Some women insist that the only thing for an educated woman to do is to work outside her home. Others defend the mom whose satisfaction comes from being with her children. Still others insist that mix and match is the best formula, for staying home when the kids are young.
My grandson, age 8, asked me the other day what his great-grandmother -- my mother -- "did." I wasn't sure what he meant. "Did, did, did," he repeated. "You mean as in 'work'?" I asked. "Yes, work."
Well, I told him, she spent a lot of time with her son and daughter and grandchildren when they were growing up. "She often picked up your mother at school when I couldn't, and she always had freshly baked cookies with her. She enjoyed making your great-grandfather happy." Such a granny sounded exotic to the young man, not at all like the mommies he knew, whose work determined their children's "play dates" and after-school activities.
The frame of reference for "did" has changed just as the word "gender" has replaced the word "sex." (It's still difficult to imagine Marilyn Monroe as a "genderpot.") I recalled this exchange with my grandson on reading interpretations of the political "gender gap" by the presidential candidates and their spouses. The woman who sounds most like my mother is Ann Romney. When Fox News Sunday's Chris Wallace asked her about life on the campaign trail, she talked about how she wants to be with her husband to support him when he's being kicked all the time: "I feel sorry for the guy." That sounded both genuine and disarming.
Hillary Clinton and John Edwards are the candidates trying hardest to exploit "gender politics," and they're the most disingenuous. "Today, too many women are separated from the opportunities of our country because of their gender," says John Edwards. Does he know that women now hold half of all the management jobs in America? Hillary Clinton insists that the Bush administration denies freedom to "women around the world." Does she include the women of Afghanistan and Iraq?
Arthur Brooks of the American Enterprise Institute argues in The Wall Street Journal that this is a hot issue because a successful Democratic nominee must win a large majority of the female vote, which next year will make up the majority of everything.
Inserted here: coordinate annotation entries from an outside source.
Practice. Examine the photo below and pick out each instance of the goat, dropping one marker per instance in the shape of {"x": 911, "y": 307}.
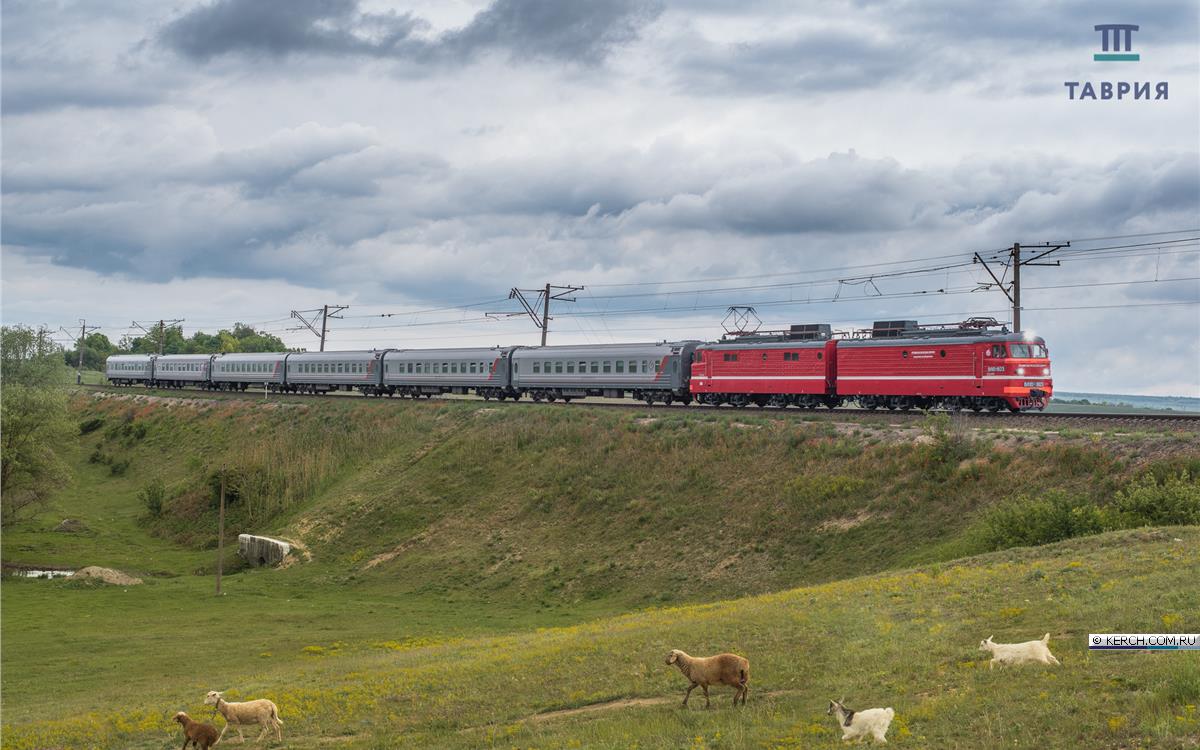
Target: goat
{"x": 861, "y": 724}
{"x": 1017, "y": 653}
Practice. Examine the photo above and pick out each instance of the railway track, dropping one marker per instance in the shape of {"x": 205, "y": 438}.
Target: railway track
{"x": 1027, "y": 420}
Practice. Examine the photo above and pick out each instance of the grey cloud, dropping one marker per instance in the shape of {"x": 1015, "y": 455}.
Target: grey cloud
{"x": 280, "y": 28}
{"x": 523, "y": 29}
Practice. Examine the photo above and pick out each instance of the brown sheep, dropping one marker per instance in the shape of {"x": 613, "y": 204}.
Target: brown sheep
{"x": 202, "y": 736}
{"x": 721, "y": 670}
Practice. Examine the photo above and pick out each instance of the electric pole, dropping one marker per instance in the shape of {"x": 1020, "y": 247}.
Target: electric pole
{"x": 1012, "y": 289}
{"x": 550, "y": 292}
{"x": 325, "y": 312}
{"x": 221, "y": 534}
{"x": 162, "y": 330}
{"x": 84, "y": 329}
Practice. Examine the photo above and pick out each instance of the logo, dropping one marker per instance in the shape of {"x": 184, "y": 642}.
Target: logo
{"x": 1116, "y": 46}
{"x": 1115, "y": 34}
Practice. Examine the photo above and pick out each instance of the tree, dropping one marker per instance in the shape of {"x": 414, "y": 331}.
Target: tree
{"x": 29, "y": 357}
{"x": 34, "y": 420}
{"x": 96, "y": 348}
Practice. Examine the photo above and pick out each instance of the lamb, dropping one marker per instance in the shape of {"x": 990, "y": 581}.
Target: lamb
{"x": 202, "y": 736}
{"x": 861, "y": 724}
{"x": 1017, "y": 653}
{"x": 720, "y": 670}
{"x": 261, "y": 712}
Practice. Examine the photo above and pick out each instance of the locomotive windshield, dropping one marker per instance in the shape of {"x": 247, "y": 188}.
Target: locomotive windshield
{"x": 1026, "y": 351}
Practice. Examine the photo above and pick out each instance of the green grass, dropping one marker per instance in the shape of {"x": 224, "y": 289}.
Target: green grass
{"x": 495, "y": 523}
{"x": 906, "y": 640}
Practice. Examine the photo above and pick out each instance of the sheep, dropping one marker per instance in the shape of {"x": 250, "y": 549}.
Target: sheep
{"x": 261, "y": 712}
{"x": 720, "y": 670}
{"x": 202, "y": 736}
{"x": 861, "y": 724}
{"x": 1017, "y": 653}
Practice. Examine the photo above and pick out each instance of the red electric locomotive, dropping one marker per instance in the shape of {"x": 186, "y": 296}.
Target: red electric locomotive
{"x": 901, "y": 365}
{"x": 895, "y": 365}
{"x": 787, "y": 369}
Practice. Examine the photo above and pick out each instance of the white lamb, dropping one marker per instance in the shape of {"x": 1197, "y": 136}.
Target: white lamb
{"x": 862, "y": 724}
{"x": 261, "y": 712}
{"x": 1018, "y": 653}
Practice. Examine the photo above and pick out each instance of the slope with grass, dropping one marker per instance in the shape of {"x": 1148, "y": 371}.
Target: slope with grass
{"x": 906, "y": 640}
{"x": 443, "y": 534}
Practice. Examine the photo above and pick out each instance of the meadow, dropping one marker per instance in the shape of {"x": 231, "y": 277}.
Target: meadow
{"x": 484, "y": 568}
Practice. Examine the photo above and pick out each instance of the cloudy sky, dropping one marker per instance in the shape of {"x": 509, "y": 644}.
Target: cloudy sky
{"x": 235, "y": 160}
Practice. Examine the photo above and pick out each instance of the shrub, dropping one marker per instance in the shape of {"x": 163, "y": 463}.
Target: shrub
{"x": 153, "y": 496}
{"x": 1149, "y": 502}
{"x": 91, "y": 425}
{"x": 1038, "y": 521}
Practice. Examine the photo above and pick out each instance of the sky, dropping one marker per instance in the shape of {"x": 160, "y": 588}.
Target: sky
{"x": 825, "y": 162}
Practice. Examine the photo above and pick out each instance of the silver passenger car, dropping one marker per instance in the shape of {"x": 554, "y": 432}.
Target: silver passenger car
{"x": 319, "y": 372}
{"x": 240, "y": 371}
{"x": 180, "y": 370}
{"x": 646, "y": 371}
{"x": 426, "y": 372}
{"x": 130, "y": 369}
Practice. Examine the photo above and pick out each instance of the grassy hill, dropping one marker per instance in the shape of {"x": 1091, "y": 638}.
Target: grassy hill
{"x": 906, "y": 640}
{"x": 445, "y": 538}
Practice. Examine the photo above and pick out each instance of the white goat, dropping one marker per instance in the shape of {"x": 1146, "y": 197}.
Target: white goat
{"x": 1017, "y": 653}
{"x": 261, "y": 712}
{"x": 861, "y": 724}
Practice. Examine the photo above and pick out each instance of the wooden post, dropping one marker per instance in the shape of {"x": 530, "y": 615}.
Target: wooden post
{"x": 221, "y": 534}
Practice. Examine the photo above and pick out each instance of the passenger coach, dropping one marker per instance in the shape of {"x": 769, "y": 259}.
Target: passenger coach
{"x": 651, "y": 372}
{"x": 130, "y": 369}
{"x": 427, "y": 372}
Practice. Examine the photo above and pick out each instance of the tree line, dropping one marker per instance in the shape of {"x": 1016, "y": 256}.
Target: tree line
{"x": 97, "y": 347}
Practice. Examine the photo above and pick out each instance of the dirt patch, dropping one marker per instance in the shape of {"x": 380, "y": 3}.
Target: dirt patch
{"x": 390, "y": 555}
{"x": 71, "y": 526}
{"x": 846, "y": 522}
{"x": 106, "y": 575}
{"x": 622, "y": 703}
{"x": 718, "y": 569}
{"x": 300, "y": 549}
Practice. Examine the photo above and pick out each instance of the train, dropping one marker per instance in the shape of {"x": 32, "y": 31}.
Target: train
{"x": 977, "y": 365}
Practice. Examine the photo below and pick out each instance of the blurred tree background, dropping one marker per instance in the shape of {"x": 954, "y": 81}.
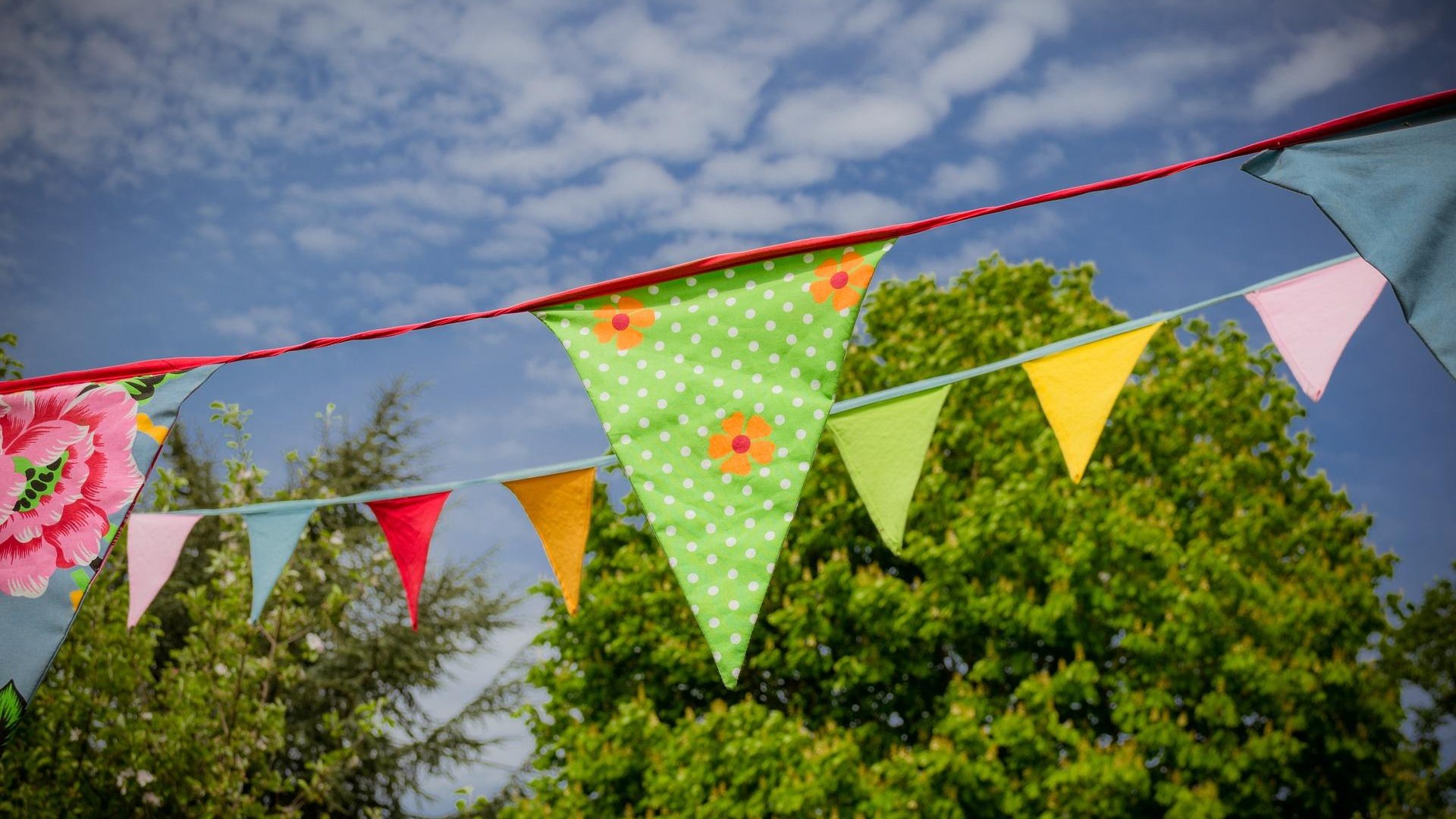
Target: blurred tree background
{"x": 313, "y": 711}
{"x": 1191, "y": 632}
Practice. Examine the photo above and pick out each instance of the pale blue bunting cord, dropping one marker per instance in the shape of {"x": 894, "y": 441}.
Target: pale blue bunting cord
{"x": 839, "y": 407}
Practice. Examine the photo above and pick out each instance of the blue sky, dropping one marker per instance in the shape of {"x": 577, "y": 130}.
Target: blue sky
{"x": 200, "y": 178}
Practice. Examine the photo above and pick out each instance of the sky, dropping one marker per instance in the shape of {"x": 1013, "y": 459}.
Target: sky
{"x": 185, "y": 178}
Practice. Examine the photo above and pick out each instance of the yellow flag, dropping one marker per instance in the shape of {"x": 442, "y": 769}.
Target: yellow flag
{"x": 560, "y": 507}
{"x": 1078, "y": 388}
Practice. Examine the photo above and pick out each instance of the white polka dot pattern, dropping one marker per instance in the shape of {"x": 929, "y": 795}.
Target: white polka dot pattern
{"x": 726, "y": 404}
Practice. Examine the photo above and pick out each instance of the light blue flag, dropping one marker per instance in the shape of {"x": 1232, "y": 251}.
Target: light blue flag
{"x": 1391, "y": 188}
{"x": 271, "y": 539}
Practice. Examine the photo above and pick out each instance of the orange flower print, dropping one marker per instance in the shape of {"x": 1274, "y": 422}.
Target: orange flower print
{"x": 742, "y": 444}
{"x": 623, "y": 321}
{"x": 845, "y": 279}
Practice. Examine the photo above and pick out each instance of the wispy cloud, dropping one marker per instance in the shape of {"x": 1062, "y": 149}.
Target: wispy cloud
{"x": 274, "y": 325}
{"x": 1326, "y": 58}
{"x": 1104, "y": 95}
{"x": 951, "y": 181}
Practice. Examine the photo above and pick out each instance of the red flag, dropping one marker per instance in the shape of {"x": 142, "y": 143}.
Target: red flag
{"x": 408, "y": 522}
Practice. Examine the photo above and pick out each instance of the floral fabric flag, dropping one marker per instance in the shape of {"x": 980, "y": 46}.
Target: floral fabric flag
{"x": 1312, "y": 318}
{"x": 410, "y": 523}
{"x": 714, "y": 391}
{"x": 560, "y": 507}
{"x": 883, "y": 447}
{"x": 1391, "y": 188}
{"x": 1078, "y": 388}
{"x": 73, "y": 460}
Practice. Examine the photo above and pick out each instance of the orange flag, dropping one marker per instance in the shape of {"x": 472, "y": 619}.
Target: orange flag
{"x": 560, "y": 507}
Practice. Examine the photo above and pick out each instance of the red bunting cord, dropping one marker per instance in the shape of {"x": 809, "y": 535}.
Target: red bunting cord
{"x": 1324, "y": 130}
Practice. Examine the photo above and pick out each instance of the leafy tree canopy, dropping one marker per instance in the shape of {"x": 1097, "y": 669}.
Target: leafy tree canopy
{"x": 1185, "y": 632}
{"x": 315, "y": 710}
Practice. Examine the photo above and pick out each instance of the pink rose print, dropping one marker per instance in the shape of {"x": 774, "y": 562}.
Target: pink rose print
{"x": 66, "y": 466}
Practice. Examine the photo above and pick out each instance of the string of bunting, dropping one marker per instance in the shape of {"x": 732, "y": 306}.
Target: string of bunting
{"x": 881, "y": 438}
{"x": 714, "y": 381}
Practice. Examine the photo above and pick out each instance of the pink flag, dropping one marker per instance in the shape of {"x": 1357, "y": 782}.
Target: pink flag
{"x": 408, "y": 523}
{"x": 153, "y": 544}
{"x": 1312, "y": 318}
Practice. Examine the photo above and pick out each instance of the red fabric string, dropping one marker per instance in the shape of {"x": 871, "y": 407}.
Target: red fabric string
{"x": 721, "y": 261}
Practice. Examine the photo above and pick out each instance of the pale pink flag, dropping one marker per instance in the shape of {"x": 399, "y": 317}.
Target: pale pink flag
{"x": 153, "y": 544}
{"x": 1312, "y": 318}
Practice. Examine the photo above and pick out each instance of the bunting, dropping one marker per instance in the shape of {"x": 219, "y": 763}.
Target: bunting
{"x": 1391, "y": 190}
{"x": 883, "y": 447}
{"x": 1079, "y": 387}
{"x": 271, "y": 539}
{"x": 1312, "y": 318}
{"x": 408, "y": 523}
{"x": 560, "y": 507}
{"x": 714, "y": 391}
{"x": 73, "y": 460}
{"x": 153, "y": 544}
{"x": 714, "y": 381}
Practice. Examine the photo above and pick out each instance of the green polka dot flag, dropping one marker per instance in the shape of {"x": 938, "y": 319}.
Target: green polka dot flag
{"x": 714, "y": 391}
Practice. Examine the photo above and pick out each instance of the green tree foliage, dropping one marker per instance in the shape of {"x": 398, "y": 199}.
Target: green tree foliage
{"x": 1185, "y": 632}
{"x": 315, "y": 710}
{"x": 1423, "y": 654}
{"x": 9, "y": 368}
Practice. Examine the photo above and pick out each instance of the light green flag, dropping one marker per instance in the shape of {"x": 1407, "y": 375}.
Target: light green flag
{"x": 714, "y": 392}
{"x": 883, "y": 447}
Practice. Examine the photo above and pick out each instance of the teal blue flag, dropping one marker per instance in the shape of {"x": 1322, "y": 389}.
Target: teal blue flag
{"x": 1391, "y": 188}
{"x": 271, "y": 539}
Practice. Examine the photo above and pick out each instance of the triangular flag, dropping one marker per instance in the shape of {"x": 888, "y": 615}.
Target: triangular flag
{"x": 74, "y": 457}
{"x": 408, "y": 523}
{"x": 1391, "y": 190}
{"x": 560, "y": 507}
{"x": 153, "y": 544}
{"x": 1079, "y": 387}
{"x": 714, "y": 392}
{"x": 883, "y": 447}
{"x": 1312, "y": 318}
{"x": 271, "y": 538}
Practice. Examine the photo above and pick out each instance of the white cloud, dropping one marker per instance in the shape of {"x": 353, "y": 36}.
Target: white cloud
{"x": 951, "y": 181}
{"x": 1101, "y": 96}
{"x": 626, "y": 190}
{"x": 1324, "y": 60}
{"x": 1044, "y": 158}
{"x": 880, "y": 114}
{"x": 397, "y": 297}
{"x": 447, "y": 199}
{"x": 324, "y": 241}
{"x": 514, "y": 241}
{"x": 273, "y": 325}
{"x": 753, "y": 171}
{"x": 848, "y": 124}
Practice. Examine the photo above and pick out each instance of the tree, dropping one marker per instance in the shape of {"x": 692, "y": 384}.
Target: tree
{"x": 312, "y": 711}
{"x": 1423, "y": 653}
{"x": 1185, "y": 632}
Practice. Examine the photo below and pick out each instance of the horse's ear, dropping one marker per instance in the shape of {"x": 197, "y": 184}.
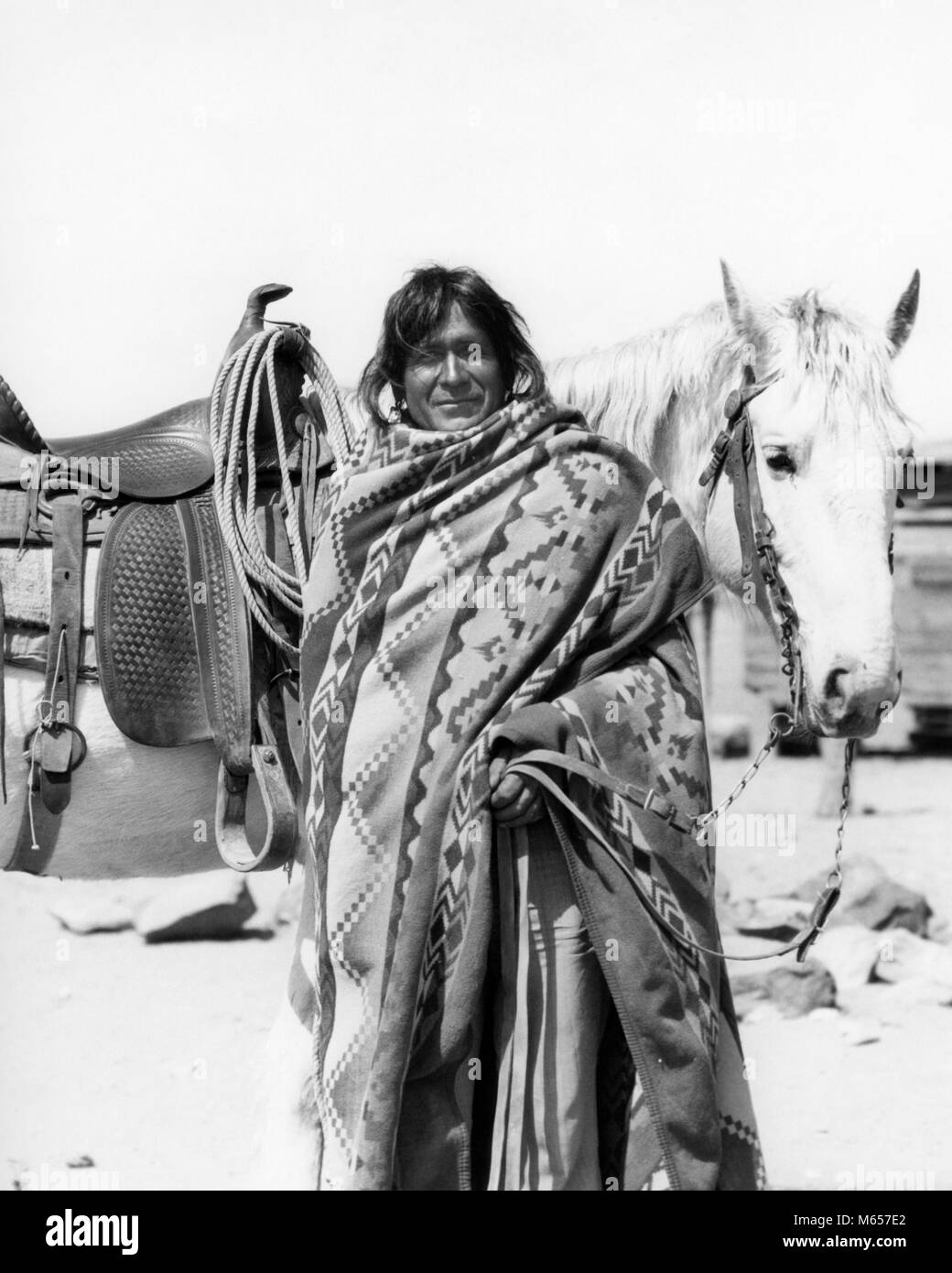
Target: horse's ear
{"x": 900, "y": 325}
{"x": 740, "y": 309}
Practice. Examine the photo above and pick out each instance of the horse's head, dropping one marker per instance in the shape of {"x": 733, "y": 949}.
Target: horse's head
{"x": 830, "y": 443}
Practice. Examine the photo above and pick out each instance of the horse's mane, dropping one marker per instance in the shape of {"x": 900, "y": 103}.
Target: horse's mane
{"x": 630, "y": 391}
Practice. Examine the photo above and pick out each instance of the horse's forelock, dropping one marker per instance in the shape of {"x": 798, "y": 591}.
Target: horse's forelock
{"x": 845, "y": 356}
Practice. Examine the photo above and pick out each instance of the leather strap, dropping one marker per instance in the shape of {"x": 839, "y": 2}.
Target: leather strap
{"x": 280, "y": 811}
{"x": 62, "y": 656}
{"x": 527, "y": 766}
{"x": 222, "y": 632}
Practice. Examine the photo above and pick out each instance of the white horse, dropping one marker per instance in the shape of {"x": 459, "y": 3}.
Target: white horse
{"x": 828, "y": 421}
{"x": 662, "y": 396}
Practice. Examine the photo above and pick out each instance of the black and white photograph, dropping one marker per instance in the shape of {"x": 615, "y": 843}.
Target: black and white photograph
{"x": 476, "y": 604}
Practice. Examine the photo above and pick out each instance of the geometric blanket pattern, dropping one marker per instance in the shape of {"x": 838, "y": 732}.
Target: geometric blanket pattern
{"x": 524, "y": 580}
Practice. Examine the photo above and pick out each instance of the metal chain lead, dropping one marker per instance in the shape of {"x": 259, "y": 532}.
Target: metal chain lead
{"x": 835, "y": 877}
{"x": 774, "y": 736}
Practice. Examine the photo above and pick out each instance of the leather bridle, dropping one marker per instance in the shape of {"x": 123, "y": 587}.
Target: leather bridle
{"x": 734, "y": 453}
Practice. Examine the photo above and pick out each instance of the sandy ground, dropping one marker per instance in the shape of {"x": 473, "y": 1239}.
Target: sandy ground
{"x": 146, "y": 1060}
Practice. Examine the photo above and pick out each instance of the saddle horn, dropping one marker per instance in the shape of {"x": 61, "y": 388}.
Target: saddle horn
{"x": 254, "y": 319}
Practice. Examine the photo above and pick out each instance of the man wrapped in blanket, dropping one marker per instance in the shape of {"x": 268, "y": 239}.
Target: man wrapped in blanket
{"x": 492, "y": 1007}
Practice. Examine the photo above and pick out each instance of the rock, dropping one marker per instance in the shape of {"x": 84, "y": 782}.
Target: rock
{"x": 795, "y": 989}
{"x": 728, "y": 736}
{"x": 905, "y": 957}
{"x": 198, "y": 907}
{"x": 92, "y": 914}
{"x": 872, "y": 899}
{"x": 849, "y": 952}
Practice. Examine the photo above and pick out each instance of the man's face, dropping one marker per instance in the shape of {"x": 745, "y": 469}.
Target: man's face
{"x": 453, "y": 381}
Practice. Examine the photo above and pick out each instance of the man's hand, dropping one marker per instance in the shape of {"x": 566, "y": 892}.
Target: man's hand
{"x": 515, "y": 801}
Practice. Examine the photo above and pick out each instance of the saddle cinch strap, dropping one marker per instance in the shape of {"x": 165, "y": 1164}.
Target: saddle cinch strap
{"x": 528, "y": 766}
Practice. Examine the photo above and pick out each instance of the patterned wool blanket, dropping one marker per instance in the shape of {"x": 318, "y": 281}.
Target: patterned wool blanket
{"x": 521, "y": 580}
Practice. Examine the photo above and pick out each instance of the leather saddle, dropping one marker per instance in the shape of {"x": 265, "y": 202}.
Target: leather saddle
{"x": 178, "y": 657}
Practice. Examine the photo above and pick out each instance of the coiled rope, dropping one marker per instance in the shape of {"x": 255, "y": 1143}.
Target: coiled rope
{"x": 233, "y": 427}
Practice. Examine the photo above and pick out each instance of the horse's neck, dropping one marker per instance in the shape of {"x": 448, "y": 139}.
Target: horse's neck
{"x": 659, "y": 395}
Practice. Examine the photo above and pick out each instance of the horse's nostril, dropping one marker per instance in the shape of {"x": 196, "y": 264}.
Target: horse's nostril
{"x": 831, "y": 686}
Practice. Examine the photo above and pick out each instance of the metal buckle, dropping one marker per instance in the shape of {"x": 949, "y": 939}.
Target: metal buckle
{"x": 659, "y": 806}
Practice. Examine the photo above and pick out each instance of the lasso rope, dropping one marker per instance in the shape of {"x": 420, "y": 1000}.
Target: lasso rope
{"x": 233, "y": 423}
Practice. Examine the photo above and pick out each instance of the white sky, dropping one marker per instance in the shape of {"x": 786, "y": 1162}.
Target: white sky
{"x": 593, "y": 157}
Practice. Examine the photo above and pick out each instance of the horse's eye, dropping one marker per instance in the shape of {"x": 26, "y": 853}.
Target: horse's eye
{"x": 780, "y": 462}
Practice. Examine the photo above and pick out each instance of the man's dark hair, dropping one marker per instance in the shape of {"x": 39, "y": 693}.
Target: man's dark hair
{"x": 420, "y": 307}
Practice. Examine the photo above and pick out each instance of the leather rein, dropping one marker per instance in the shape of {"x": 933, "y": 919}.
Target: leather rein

John Kerry counted on the gender gap his three Democratic predecessors enjoyed, and was sorely disappointed when the women's vote tilted only slightly his way.
But is persuading women that their "freedoms" are infringed the way to earn the women's vote? Brooks thinks not. He cites polling data to make his point. "Outside the Democratic base, the message of oppression appears to have little resonance. Republican women are seven percentage points more likely than Democratic women to say they feel free," he says. "And the mixture of gender and politics makes the freedom difference explode: Democratic men are two-thirds more likely than Republican women to say they do not have a great deal of freedom."
If there is a gender gap at all, it's most likely to be played out between single women and married women with families. It's hardly a surprise that women with kids feel slightly less encumbered than those without children. Mothers are still most responsible for their care. But what might surprise a lot of Americans is that married women -- by 10 percentage points -- are more likely to say they feel "free" than single women.
Democratic politicians fret over the glass ceiling and abortion on demand, but most ordinary women see freedom in being able to make choices for themselves, and think America offers the most freedom of opportunity. The Democrats focus on the so-called lack of freedom because they know what the statisticians have found, that the perception of freedom directly correlates with a sense of happiness and quality of life. A new Harris Poll, in fact, finds that a stunning 94 percent of all Americans are happy with their lives, and most say their lives have improved over the past five years. Only in the Northeast does a majority say their lives have soured (this may be The New York Times effect).
We'll find out why this is so over the next 14 months. Candidates should beware, lest they fall into a gender gap of their own making.